Chris cleared his throat, and he was still looking at me. Scratch that. He was staring at me, and I would not want to take that as a compliment. Medyo. . . matalim siya tumitig. . . pero hindi ko pa rin alam kung bakit hindi pa ako natatakot kay Chris. He moved a little and looked away.
"Okay, so. . ." he repeated, ". . . truth or dare, miss?"
I opened my mouth to say "dare," but I felt like my thoughts were trying to stop them. Veronica and Paris did choose dare, and I would like to do the same. Personally, laging truth ang choice ko—I mean, ni Stephanie. But this place is different from the real world. My thoughts just complemented my answer though.
"Dare," I finally said, although I knew that Chris was probably cursing me in his head because I didn't answer promptly. "I'm Cerulean Hathaway."
"Go to that stage," Chris's hand pointed to the stage, and I had been paying attention to the things people were saying through the speakers. More people came to join us in the table. Gradually.
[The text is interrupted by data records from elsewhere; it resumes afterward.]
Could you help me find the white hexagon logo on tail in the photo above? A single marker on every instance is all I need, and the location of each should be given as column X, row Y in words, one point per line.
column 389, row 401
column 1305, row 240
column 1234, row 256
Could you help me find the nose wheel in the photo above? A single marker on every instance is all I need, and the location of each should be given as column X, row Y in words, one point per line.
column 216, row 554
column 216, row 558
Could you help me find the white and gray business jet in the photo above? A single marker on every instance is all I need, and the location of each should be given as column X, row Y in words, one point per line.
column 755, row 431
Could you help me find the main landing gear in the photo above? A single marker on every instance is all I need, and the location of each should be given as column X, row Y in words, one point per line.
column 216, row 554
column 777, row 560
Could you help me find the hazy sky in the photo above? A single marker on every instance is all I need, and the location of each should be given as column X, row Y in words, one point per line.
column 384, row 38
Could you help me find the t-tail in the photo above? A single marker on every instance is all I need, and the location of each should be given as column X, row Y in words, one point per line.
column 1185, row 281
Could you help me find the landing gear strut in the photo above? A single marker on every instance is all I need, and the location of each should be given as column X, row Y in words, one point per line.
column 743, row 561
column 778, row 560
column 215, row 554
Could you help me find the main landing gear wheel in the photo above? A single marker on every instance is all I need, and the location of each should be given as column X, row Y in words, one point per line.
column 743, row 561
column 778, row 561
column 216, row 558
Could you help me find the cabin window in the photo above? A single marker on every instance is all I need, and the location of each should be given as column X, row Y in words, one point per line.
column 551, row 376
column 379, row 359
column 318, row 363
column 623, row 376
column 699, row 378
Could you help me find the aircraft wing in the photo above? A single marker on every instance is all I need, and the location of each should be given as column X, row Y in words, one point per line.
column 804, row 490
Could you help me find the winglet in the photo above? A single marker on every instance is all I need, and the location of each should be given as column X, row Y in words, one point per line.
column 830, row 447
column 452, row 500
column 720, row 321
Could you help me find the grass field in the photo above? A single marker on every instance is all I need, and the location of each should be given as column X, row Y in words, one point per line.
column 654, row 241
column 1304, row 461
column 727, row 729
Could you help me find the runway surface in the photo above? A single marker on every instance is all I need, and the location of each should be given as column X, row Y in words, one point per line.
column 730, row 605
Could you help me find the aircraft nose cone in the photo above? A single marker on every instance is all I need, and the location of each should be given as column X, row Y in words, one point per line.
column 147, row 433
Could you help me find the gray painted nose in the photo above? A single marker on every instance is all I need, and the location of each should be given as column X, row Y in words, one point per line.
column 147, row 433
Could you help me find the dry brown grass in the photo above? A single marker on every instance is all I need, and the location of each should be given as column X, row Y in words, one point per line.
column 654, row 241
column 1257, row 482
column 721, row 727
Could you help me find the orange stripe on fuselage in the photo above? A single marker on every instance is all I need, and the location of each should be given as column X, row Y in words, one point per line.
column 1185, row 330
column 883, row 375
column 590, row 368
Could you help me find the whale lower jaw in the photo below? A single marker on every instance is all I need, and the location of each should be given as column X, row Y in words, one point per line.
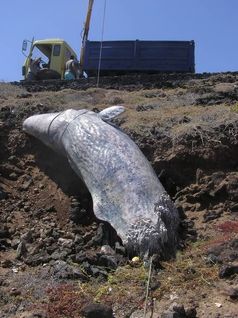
column 145, row 238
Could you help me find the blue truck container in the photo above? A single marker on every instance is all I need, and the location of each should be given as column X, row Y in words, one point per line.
column 122, row 57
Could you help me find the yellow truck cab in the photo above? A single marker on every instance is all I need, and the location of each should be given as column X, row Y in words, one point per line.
column 53, row 54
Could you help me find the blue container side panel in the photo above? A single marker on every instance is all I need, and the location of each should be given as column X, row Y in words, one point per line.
column 136, row 56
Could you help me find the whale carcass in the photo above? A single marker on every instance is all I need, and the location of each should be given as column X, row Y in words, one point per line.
column 124, row 188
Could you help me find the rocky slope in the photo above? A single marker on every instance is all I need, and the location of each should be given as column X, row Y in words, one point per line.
column 56, row 257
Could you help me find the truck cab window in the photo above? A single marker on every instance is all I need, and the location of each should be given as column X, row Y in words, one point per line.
column 56, row 50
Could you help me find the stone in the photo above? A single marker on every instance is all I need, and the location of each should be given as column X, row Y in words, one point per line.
column 108, row 261
column 21, row 250
column 191, row 312
column 107, row 250
column 97, row 311
column 62, row 270
column 227, row 271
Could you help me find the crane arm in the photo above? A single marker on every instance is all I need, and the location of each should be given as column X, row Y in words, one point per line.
column 85, row 33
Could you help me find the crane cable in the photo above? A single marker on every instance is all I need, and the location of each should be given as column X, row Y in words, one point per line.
column 102, row 35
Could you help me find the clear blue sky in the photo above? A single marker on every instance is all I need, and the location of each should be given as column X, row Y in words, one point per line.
column 212, row 24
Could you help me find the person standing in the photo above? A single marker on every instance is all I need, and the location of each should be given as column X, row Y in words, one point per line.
column 72, row 69
column 34, row 68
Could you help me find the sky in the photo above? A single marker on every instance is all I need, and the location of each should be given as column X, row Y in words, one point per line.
column 212, row 24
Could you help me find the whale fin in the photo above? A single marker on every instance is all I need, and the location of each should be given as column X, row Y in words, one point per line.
column 110, row 112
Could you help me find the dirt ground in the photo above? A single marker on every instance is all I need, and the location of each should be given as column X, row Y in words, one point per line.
column 51, row 258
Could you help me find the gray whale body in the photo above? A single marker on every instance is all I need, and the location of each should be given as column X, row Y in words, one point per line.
column 124, row 188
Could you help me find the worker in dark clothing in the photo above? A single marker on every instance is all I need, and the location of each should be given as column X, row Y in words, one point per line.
column 72, row 69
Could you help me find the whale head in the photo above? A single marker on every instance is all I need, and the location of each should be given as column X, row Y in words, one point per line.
column 50, row 128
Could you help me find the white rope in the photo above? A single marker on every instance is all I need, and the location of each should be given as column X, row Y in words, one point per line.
column 147, row 287
column 100, row 54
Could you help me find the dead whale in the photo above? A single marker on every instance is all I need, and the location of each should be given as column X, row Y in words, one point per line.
column 125, row 190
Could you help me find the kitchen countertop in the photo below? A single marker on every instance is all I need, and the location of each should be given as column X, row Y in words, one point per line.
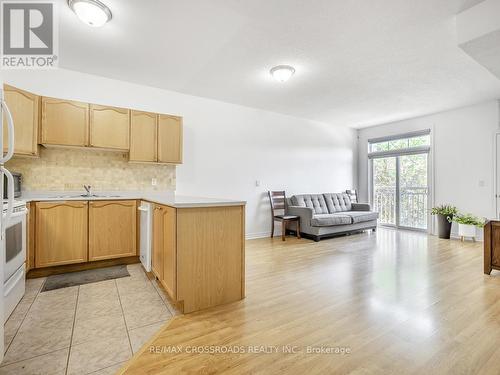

"I am open to relationships," one said, and I thought, he is straightforward. "You can approach me if you're interested."
"Say that, too," ang sabi ni Chris, at napatingin ulit ako sa kanya. "Say 'I am open to relationships' over the mic. Don't say that it's just a dare."
"Uh. . ." I uttered. "Okay."
I stood up, and I was shocked about the fact that I would say those words over the mic, and I would be facing the consequences even if that was just a dare. Maybe I don't have to. And that was the main thought that was running across my head as my ankle boots made the most of its irritating clicks.